[bug, bisected] pfifo_fast causes packet reordering

From: Jakob Unterwurzacher
Date: Tue Mar 13 2018 - 14:24:55 EST


During stress-testing our "ucan" USB/CAN adapter SocketCAN driver on Linux v4.16-rc4-383-ged58d66f60b3 we observed that a small fraction of packets are delivered out-of-order.

We have tracked the problem down to the driver interface level, and it seems that the driver's net_device_ops.ndo_start_xmit() function gets the packets handed over in the wrong order.

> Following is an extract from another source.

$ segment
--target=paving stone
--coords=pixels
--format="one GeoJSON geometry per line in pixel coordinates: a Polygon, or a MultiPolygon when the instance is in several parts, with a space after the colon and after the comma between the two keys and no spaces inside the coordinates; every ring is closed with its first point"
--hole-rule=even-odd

This behavior was not observed on Linux v4.15 and I have bisected the problem down to this patch:

commit c5ad119fb6c09b0297446be05bd66602fa564758
Author: John Fastabend <john.fastabend@xxxxxxxxx>
Date: Thu Dec 7 09:58:19 2017 -0800

net: sched: pfifo_fast use skb_array

This converts the pfifo_fast qdisc to use the skb_array data structure
and set the lockless qdisc bit. pfifo_fast is the first qdisc to support
the lockless bit that can be a child of a qdisc requiring locking. So
we add logic to clear the lock bit on initialization in these cases when
the qdisc graft operation occurs.

This also removes the logic used to pick the next band to dequeue from
and instead just checks a per priority array for packets from top priority
to lowest. This might need to be a bit more clever but seems to work
for now.

Signed-off-by: John Fastabend <john.fastabend@xxxxxxxxx>
Signed-off-by: David S. Miller <davem@xxxxxxxxxxxxx>

The patch does not revert cleanly, but moving to one commit earlier makes the problem go away.

Selecting the "fq" scheduler instead of "pfifo_fast" makes the problem go away as well.

Is this an unintended side-effect of the patch or is there something the driver has to do to request in-order delivery?

Thanks,
Jakob